定义
调和级数 : \(\sum\limits^{\infty}_{i=1}{\frac{1}{i}}\)
\(f_n=\sum\limits^{n}_{i=1}{\frac{1}{i}}\)
计算
\(f_n = 1 + \frac{1}{2} + \frac{1}{3} + \frac{1}{4} + \frac{1}{5} + \frac{1}{6} + \frac{1}{6} + \dotsm + \frac{1}{n} < 1 + \frac{1}{2} + \frac{1}{2} + \frac{1}{4} + \frac{1}{4} + \frac{1}{4} + \frac{1}{4} + \dotsm + 1 = O(\ln n)\)
即 \(f_n = O(\ln n)\)
实际上 \(f_n = \ln n + \gamma + o(\frac{1}{2n})\) ,其中 \(\gamma = 0.57721 56649 01532 86060 65120 90082 40243 10421 59335 \dotso\) ,是欧拉常数。

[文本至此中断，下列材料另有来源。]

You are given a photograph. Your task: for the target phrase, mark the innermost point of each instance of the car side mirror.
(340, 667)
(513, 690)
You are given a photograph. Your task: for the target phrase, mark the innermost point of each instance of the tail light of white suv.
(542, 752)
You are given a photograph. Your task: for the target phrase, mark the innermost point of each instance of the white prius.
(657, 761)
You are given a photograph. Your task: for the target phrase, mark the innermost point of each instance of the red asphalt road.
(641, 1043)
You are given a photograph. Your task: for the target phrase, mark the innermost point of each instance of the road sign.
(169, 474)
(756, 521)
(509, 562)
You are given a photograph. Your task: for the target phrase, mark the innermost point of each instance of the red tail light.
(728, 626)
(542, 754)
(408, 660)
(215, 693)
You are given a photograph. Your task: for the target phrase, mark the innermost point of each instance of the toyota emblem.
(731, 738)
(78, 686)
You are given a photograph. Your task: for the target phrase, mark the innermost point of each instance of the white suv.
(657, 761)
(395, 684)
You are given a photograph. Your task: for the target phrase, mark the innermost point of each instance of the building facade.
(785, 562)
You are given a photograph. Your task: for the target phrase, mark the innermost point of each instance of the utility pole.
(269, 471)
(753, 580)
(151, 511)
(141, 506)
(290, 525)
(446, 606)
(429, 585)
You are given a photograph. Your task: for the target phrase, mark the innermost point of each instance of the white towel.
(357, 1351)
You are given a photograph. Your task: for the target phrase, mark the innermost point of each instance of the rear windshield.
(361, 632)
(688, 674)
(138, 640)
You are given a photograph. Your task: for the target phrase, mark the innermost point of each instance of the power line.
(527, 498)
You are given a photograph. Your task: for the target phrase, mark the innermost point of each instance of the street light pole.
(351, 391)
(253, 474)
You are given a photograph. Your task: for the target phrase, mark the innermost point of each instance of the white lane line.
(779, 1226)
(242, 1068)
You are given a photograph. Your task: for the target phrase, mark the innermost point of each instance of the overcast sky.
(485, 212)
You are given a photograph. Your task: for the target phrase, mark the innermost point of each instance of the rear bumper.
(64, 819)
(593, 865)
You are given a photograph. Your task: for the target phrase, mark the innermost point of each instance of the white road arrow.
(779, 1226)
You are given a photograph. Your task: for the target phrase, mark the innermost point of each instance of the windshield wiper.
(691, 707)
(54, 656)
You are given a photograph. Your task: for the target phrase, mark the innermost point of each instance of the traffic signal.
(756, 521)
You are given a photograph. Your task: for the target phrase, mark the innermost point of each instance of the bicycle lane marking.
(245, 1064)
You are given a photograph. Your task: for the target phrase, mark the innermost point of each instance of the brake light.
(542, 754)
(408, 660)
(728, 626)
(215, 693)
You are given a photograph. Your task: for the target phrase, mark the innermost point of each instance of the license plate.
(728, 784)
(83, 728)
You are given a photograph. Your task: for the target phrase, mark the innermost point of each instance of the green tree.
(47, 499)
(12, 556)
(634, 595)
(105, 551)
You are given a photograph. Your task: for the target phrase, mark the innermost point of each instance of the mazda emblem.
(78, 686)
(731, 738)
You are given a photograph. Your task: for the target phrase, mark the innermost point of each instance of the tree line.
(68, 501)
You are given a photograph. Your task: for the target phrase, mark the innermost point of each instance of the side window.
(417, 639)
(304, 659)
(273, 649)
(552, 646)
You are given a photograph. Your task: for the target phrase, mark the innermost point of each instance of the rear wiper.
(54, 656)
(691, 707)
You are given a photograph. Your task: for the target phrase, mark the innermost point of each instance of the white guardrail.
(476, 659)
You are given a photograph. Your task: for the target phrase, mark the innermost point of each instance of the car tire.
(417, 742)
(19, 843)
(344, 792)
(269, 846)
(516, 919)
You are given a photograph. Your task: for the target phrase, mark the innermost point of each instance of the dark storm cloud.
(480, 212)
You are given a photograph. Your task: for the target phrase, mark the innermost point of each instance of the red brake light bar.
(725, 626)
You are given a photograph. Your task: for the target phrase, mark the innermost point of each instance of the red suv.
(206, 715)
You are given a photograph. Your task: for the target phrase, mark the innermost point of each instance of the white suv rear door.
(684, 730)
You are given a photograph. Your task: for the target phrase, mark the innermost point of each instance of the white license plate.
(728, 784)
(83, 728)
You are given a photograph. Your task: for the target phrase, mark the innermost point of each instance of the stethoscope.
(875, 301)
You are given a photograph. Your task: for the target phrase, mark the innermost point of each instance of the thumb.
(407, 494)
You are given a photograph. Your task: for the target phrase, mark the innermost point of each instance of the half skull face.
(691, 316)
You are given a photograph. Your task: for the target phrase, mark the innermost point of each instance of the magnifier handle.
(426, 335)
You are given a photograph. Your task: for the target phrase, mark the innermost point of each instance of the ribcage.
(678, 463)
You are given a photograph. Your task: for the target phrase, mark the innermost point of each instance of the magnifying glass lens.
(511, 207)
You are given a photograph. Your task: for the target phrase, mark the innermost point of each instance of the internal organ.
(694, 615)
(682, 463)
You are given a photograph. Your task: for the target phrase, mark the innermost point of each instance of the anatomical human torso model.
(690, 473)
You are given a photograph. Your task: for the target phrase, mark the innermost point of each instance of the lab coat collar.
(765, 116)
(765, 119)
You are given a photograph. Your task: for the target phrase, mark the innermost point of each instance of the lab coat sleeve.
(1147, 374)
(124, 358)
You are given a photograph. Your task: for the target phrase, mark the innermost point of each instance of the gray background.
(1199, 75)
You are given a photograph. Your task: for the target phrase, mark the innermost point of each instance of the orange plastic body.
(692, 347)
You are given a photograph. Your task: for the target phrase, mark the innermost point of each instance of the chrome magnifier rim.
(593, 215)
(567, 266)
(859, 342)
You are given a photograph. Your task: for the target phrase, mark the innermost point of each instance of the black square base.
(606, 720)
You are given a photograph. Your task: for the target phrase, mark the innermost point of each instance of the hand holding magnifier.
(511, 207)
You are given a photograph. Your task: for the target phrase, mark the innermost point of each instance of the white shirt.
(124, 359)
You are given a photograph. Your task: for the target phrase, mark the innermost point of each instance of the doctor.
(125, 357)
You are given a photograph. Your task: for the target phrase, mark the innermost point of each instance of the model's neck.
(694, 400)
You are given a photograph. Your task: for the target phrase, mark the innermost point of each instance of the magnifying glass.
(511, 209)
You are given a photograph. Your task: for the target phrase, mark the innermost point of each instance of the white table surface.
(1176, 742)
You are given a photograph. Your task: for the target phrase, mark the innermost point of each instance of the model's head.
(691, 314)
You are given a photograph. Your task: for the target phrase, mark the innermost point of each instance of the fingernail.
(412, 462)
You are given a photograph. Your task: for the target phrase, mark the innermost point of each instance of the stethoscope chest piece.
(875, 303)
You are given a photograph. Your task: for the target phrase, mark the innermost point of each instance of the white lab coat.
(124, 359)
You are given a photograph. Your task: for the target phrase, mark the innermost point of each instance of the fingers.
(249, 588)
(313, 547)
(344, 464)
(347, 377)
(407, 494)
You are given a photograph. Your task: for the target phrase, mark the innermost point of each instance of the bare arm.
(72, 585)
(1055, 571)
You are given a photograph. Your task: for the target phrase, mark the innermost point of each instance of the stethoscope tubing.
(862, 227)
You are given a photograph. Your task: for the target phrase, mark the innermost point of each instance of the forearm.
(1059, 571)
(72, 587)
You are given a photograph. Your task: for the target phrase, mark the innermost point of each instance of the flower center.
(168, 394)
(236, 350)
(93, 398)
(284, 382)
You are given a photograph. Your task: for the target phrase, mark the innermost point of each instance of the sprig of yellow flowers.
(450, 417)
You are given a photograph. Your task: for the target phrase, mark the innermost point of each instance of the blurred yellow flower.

当 \(n \rightarrow \infty, f_n = \ln n + \gamma\)
代码实现:
- 当 \(n\) 比较小的时候可以按定义式计算 \(f_n\) ,尽量不要用 \(\ln n + \gamma\) 来算,因为有 \(o(\frac{1}{2n})\) 的误差
- 当 \(n\) 比较大的时候直接计算 \(\ln n + \gamma\)
例题
设 \(g_n\) 为 \(\text{work}(n)\) 的期望值
\[g_n = \begin{cases} 1 + \frac{1}{n}\sum\limits^n_{i=1}{g_i} & n > 1 \\ 0 & n = 1 \end{cases} \]对于 \(n > 1\)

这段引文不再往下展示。